Millions of Jews throughout the U.S. and around the world face a challenge each year at Passover: how to connect the biblical story of their liberation from slavery to the daily experience of life today.
Free the Slaves has developed a creative solution. Working with a distinguished group of rabbis and Jewish educators, we're distributing new materials to educate people attending a Passover Seder about the different dimensions of modern-day slavery, the reasons Jews have a particular responsibility to intervene, and actions Jews and their non-Jewish Seder guests can take -- individually and collectively -- to free slaves now.
These "Passover Project" materials are free and available online here.
New Passover Materials: Tip sheets and handouts explain how tens of millions are still enslaved worldwide, generating $150 billion in illicit profits for traffickers each year. The brochures outline what Jews can do to take action in 10 hours, 10 minutes or even 10 seconds. More than 90 percent of Jews around the world celebrate Passover with a Seder of some kind. The materials include readings, activities, songs, stories, blessings, foods, photographs, quotations, questions and challenges to engage people of all ages -- all designed to help Seder participants find fresh meaning and relevance in the foundational Passover narrative.
New Slavery Curriculum: Master educators from different Jewish movements have created innovative teaching materials on modern slavery, as it relates to Jewish history and values. This state-of-the-art curriculum includes materials for every age from kindergarten through adulthood. The curriculum is a valuable tool for Passover preparations, and it can be used throughout the year to teach the Book of Exodus and mitzvot (commandments), such as redeeming captives and loving the stranger.

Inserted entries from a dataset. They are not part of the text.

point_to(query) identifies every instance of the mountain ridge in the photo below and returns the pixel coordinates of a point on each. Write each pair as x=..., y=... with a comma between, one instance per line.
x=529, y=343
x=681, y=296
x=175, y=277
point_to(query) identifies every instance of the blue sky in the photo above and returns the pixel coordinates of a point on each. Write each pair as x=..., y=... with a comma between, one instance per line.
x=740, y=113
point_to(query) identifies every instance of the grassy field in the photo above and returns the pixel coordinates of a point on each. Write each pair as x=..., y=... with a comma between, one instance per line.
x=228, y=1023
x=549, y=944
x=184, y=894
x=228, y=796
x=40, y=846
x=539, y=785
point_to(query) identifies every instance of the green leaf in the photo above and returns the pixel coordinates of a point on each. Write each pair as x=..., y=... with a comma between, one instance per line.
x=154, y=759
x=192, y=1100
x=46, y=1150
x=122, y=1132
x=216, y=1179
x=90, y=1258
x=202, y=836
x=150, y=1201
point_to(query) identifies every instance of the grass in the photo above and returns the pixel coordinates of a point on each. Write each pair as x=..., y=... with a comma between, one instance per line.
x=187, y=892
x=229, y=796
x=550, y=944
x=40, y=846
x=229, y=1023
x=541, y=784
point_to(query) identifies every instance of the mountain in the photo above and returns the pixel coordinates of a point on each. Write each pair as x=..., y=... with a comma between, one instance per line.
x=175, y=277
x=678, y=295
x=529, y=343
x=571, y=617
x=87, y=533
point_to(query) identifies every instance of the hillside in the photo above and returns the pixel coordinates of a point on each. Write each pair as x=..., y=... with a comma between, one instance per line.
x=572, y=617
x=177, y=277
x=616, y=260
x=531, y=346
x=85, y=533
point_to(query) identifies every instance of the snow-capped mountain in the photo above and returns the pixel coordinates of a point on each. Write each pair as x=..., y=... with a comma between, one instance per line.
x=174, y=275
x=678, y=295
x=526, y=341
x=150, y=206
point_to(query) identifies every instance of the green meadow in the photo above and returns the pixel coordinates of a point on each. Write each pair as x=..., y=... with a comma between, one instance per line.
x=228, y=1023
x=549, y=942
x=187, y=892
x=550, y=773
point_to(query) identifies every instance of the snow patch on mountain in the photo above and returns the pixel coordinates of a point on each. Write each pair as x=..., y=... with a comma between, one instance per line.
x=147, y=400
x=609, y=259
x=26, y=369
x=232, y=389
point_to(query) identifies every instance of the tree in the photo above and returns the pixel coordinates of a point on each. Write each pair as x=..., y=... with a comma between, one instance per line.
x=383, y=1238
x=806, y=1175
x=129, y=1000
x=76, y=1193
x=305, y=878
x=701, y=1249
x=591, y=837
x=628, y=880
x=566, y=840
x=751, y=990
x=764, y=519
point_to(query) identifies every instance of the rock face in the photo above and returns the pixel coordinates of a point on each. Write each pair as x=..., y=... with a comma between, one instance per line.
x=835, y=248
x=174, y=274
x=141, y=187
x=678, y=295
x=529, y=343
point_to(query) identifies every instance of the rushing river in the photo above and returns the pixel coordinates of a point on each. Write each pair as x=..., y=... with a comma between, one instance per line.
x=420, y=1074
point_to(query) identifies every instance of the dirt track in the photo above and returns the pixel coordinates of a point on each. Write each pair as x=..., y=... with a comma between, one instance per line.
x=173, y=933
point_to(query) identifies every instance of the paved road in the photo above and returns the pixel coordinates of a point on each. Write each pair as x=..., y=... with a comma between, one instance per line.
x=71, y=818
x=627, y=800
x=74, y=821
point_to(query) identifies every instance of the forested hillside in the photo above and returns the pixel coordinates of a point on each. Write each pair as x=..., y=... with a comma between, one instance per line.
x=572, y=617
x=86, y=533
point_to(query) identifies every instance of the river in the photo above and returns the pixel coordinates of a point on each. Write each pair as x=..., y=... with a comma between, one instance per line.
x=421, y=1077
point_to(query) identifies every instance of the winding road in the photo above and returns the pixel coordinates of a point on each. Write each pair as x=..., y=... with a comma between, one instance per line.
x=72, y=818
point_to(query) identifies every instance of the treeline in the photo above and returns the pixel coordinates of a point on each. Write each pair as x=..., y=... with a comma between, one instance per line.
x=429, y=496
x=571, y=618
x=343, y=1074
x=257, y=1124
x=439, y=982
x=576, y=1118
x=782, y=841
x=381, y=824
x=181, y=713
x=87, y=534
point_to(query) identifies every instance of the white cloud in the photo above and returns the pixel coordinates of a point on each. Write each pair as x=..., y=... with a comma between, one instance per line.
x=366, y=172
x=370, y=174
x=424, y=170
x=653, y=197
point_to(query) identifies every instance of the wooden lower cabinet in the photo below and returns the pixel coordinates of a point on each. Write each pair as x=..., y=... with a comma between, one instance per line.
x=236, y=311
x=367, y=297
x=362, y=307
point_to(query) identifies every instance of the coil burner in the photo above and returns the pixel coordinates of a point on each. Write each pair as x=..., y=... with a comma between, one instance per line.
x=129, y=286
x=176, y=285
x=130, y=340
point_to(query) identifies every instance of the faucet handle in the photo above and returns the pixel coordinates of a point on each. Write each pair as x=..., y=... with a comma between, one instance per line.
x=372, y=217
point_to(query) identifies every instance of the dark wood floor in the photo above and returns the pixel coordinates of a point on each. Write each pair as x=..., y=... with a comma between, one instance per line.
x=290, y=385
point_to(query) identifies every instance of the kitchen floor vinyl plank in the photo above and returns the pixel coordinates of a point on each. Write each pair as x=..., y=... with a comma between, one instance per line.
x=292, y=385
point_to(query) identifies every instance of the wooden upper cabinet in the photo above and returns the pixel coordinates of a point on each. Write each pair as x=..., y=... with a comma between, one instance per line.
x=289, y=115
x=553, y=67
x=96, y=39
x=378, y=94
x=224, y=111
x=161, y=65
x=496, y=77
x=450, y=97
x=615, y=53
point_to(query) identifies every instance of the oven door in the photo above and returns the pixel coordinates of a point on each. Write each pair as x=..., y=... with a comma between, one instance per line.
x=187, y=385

"Slavery is not historical. It is happening now. And every person who sits down to a Seder can help end it," says Passover Project Founder, Rabbi Debra Orenstein of Congregation B'nai Israel in Emerson, New Jersey. "As long as other human beings are enslaved, no one is free. As Rabbi Israel Salanter taught, the material needs of my neighbor are my spiritual needs. Imagine if Moses, privileged and protected in Pharaoh's palace, had considered himself free, and done nothing to help liberate the Israelites?"
"Jews are commanded to 'Tell your children' so that the story of the liberation from slavery is never forgotten," says Free the Slaves Executive Director Maurice Middleberg. "When Jews participate in the Seder they fulfill a covenant with history to celebrate freedom. This covenant is also a promise to the present and the future. Delight at liberation in the past must be matched by a commitment to eradicating slavery today. Jews gather at the Seder and ask, 'Why is this night different from all other nights?' Let the answer be: 'We are modern abolitionists and this Passover we are part of the joyous work of liberation.'"
The new materials have been created as part of the Free the Slaves Passover Project, a five-year campaign to enlist Jewish schools, congregations and communities into a network mobilized against human trafficking throughout the year. More than 20 Jewish institutions have already signed up as Passover Project Partners.
Judaism is deeply connected to the themes of slavery and freedom. The Torah instructs in Deuteronomy 24:18: "Remember that you were a slave in Egypt and that the Lord your God redeemed you from there. Therefore, I command you to do [justice]." The enslavement of Jews during biblical times -- and their subsequent exodus -- are a central narrative not only for Jewish people, but for others who have found hope in the biblical story.
If every person who attends a Seder learns a few facts about modern slavery, changes shopping habits in just a few small ways, donates a few dollars and reaches out to educate just a few additional people, we would liberate tens of thousands of human beings.